私たちの交友関係を疎ましく思う人がいたようだから、少し城に行く頻度を下げたこともあった。
そうすると──、
『アルル! ここに居るのか?』
なんと城から抜け出して私のお店にまでやってきたのだった。
そうまでして私と話したかったのだろうかと思うと、私にだって愛着が湧いてきてしまう。
『なんでこんなゴミばっかり陳列してるんだ……?』
『アルル……あの、お願いがあるんだけど……この割ってしまった壺に似たのって置いてない……?』
『……父上とまた喧嘩した。なんで分かってくれないんだろう。皆良いアイデアって言ってくれたのに……』
『家出してきた! ここに泊めてくれ! 一晩くらいならバレないって!』
何かと理由をつけては城から抜け出し、私に会いに来るジルア。
どうやら父親である王様と仲違いをしているらしかった。
その度に私に会いに来ては愚痴を吐いたり、家出してきたりした。
『そもそも私に王族の暮らしなんか合ってないんだよ。もっと自由に生きたいのにさぁ……。はあ、もう疲れたよ……』
『こうして普通にとも……だちと喋ったりしてさ……今からでも普通の村娘として生きることはできないのかな』
『……決めた! 私は冒険者になる! 王女なんかやめてやる!』
そうして彼女は家出どころか王都から出奔する決意までしてしまった。
絶対にそんなことが成功するわけないし、すぐに連れ戻されて終わるだけだと思ったのだけど……彼女はそれから一年もの間冒険者として活動を行い、本当に王都に戻ってこなかった。

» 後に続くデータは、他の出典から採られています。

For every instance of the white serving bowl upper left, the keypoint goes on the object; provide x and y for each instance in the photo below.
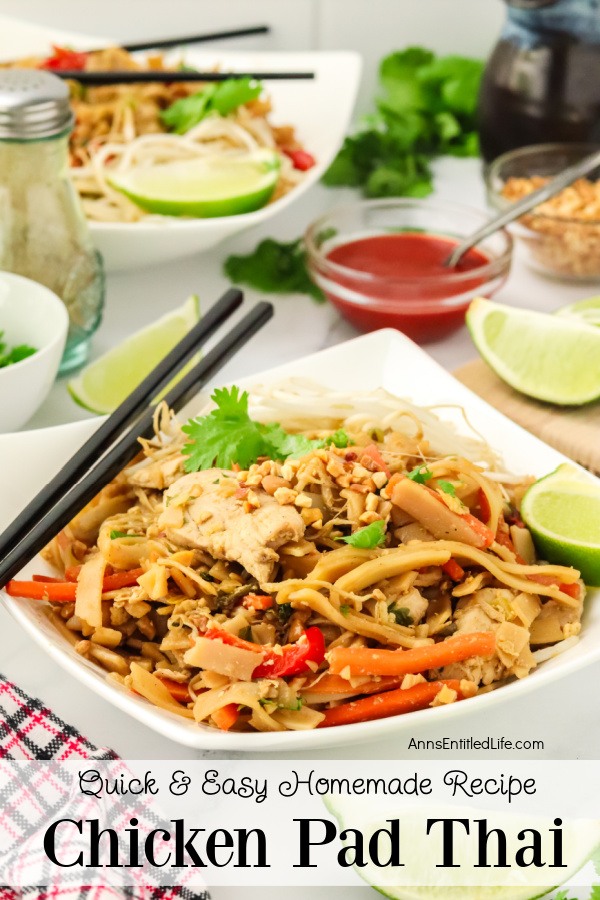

どうやら王国騎士総出で見守る計画を練って王様を説得させ、なんとか許しを得たらしい。
許す王様もどうかと思ったけど、王国騎士団もとんだ親バカの集団なんじゃないかと心配になってしまった。
『あのう、アルルちゃん。貴方にお願いがあるのだけれど……いいかしら?』
ジルアのお姉さんであるストラスに影武者役を頼まれた時は、どいつもこいつもジルアを甘やかしすぎだろうと呆れ果てた。

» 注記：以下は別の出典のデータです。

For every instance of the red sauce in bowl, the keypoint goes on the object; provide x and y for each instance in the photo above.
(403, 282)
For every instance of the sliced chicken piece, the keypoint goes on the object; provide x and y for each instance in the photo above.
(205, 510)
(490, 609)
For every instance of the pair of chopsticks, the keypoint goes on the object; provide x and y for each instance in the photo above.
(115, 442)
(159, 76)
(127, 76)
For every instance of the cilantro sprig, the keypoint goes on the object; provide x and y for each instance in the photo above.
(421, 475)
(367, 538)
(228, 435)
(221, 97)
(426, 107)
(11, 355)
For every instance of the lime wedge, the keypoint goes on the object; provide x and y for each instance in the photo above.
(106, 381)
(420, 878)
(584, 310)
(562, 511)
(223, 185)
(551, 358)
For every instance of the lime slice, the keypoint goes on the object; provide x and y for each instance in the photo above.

……友人のために色々と融通してあげた私に言えた義理じゃないかもしれないけれど。
一度だけ力を使って彼女の様子を見に行ったことがあった。
龍器で姿を隠し、一丁前に冒険者として活躍しているようで、少しだけ安心した。
……その傍らにいる男に多大な信頼を向けているのを見て、なんだか無性に腹が立った。
***
そうして彼女が帰ってきたと思ったら、随分と様変わりしていた。
『真剣な話なんだ。茶化さずに聞いてほしい』
『助けたい人が居るんだ。……私の、大切で、特別な人なんだ』
『し、しちゃったもんはしょうがないだろ!? こ、恋は急に落ちるものってよく言うし……!』
冒険者の時に組んでいた男に惚れて、女に目覚めたらしかった。
気持ちは分かる。私も籠絡したい男がいる。
だから、友達として協力することにした。
『私の代わりに、ここで監禁されててくれないか』
『わ、分かった、悪かったから! だから胸を揉もうとするな!』
『わ、悪かったよ、本当に……! でも、だからって胸を揉むことないだろ!? なんでそんなに私の胸を揉みたがるんだよぉ……!』
『アルル、その……そんなに辛いのなら、別に……揉んでも……いい、よ……?』
ナマイキに成長した果実は美味しそうに実っていたし、ドラゴンの本能には抗えなかった。
***
『オマエは、アルルだろ。オンボロ骨董品店の店番で、無表情で何考えてるか全然分かんなくて、ときどき変なこと口走って、──私なんかとずっと交友を持ってくれた、私の親友のアルルだ!』
困ってしまった。
本当に、この子は……いつも真っ直ぐで、困る。
そんなことを言われてしまったら、私は……応えない訳にはいかない。
この、愛しい親友の願いに応えるために、私は全力を出すしかなくなってしまった。